I’ve been investigating some problems we have with
CREATE TABLE statements sometimes returning retryable errors to clients. This is a problem particularly when the client is not prepared to handle such an error (e.g. when the
CREATE is done by an ORM. There are specific improvements we can make such that a
CREATE is less likely to return an error, but generally retries can be necessary for many reasons, for creates and other statements.
These errors are not observed by clients when they do either implicit transactions (single statements outside of a txn) or when the error is encountered by a statement sent in the same batch of statements as its
BEGIN; in these cases transactions are automatically retried at the server. The reasoning for the latter is that we know that none of the statements in the BEGIN’s batch were the result of some conditional logic the client might have based on reads performed in the transaction.
Ben had a good observation the other day and I want to see if anyone has any thoughts: the reasoning about the client logic not being conditional extends to statements in the first batch after the
BEGIN, if the
BEGIN is trailing (or alone in) a batch. More generally, it extends to statements sent by the client before any results of previous statements from the same txn have been sent to it. So, we could also auto-retry such first batches. This would prevent clients from seeing retryable errors when they do, say
CREATE TABLE, then
COMMIT, with the
CREATE being in separate batches.
It is obviously true that statements in such a first batch are not conditional on reads (or generally stmt results) generated by their transaction. They could, however, be conditioned by things observed through other concurrent transactions - and it’s theoretically possible that, if the client was in charge of directing a retry, it’d refuse to perform it (or perform different logic in the retry). This is already true with the existing automatic retries; I can’t see a clear difference with extending the retries in the way proposed… Apart from the fact that, with this proposal, the server could start a retry after an arbitrarily long period of time after the
BEGIN has been sent, whereas before the time was controlled exclusively by how long the server took to execute statements.
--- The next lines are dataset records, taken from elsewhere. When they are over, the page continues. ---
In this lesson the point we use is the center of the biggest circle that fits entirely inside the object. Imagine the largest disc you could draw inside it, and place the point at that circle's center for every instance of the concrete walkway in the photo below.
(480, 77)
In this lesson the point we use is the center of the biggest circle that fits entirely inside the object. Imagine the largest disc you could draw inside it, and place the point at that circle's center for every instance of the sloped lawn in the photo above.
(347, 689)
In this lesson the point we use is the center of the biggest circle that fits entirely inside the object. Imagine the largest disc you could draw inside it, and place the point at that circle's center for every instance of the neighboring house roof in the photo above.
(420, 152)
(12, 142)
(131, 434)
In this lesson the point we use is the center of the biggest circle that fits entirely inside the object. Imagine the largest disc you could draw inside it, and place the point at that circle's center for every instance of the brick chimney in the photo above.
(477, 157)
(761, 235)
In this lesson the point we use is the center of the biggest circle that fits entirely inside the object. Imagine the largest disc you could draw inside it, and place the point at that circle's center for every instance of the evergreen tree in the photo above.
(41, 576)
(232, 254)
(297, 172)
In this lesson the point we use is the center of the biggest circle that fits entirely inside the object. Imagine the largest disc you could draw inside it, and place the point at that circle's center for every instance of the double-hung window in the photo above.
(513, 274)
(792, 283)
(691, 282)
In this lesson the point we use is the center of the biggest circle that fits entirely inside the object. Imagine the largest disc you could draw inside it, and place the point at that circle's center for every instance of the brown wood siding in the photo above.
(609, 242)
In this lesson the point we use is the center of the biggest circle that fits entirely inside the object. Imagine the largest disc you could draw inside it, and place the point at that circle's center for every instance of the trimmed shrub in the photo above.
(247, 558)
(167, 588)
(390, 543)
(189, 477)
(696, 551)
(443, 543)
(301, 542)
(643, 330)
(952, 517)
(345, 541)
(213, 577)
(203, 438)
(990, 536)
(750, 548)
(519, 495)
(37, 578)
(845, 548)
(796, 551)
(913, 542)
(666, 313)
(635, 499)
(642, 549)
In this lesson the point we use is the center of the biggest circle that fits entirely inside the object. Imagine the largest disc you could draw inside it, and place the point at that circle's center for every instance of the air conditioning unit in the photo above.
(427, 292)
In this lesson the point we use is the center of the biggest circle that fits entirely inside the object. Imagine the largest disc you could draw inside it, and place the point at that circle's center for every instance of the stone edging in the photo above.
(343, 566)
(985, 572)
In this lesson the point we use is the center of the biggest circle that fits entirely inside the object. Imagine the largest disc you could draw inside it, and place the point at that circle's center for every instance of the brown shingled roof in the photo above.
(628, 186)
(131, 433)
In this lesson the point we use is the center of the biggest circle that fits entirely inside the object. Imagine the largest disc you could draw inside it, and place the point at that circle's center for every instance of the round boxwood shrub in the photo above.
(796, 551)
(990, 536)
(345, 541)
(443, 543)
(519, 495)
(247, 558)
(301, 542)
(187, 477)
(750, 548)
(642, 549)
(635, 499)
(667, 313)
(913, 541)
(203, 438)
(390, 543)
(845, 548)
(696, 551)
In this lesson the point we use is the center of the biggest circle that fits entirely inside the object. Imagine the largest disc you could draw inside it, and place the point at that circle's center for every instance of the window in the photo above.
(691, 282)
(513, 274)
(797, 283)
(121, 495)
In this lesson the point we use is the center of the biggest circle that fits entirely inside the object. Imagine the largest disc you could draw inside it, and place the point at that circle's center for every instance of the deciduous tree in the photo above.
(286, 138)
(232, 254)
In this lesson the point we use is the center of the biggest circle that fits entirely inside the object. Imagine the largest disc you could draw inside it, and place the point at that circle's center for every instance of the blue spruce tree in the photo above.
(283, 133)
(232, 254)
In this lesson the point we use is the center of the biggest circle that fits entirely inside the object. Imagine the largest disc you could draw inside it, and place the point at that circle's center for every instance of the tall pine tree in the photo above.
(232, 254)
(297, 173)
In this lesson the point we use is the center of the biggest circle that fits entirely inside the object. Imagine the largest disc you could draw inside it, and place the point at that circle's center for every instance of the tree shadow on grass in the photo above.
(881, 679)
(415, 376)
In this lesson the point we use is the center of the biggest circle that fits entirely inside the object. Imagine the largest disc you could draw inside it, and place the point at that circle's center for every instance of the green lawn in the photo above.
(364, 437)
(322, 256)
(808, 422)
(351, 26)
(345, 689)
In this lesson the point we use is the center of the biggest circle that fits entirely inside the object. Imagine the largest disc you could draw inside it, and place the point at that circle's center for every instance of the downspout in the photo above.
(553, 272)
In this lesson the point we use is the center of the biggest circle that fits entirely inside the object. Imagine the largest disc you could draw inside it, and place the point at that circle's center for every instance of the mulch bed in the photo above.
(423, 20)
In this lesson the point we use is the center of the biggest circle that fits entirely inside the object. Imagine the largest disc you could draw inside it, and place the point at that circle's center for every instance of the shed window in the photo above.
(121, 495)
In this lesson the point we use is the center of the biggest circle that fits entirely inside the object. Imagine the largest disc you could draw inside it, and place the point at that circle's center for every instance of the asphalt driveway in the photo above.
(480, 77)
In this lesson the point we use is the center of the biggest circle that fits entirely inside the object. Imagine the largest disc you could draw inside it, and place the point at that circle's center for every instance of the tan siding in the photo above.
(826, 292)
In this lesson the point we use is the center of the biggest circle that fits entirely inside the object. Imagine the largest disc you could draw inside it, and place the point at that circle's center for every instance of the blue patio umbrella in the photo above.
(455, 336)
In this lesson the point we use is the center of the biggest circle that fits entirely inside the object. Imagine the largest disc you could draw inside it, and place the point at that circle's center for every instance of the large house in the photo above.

Does anyone have any thoughts on this?
A related question is when we should chose a timestamp for (the first attempt of) a transaction with its
BEGIN in a separate batch. Currently, we chose the timestamp when we see the
BEGIN (as opposed to deferring it until the first kv operation is performed). This is because we want functions like
cluster_logical_timestamp(), which might be evaluated early, to return a consistent timestamp. It seems weird that it’s possible for the reads in that txn to not observe state that the client has observed (through other concurrent txns) before issuing them. So a proposal would be to defer the timestamp assignment at least to when we see the first statement in the txn after the
BEGIN. However, @tschottdorf was telling me in another context that choosing the timestamp early allows us to guarantee to clients that, if they wait after doing the
BEGIN, and only then issue statements they get . But now I can’t reconstruct what that guarantee might have been exactly…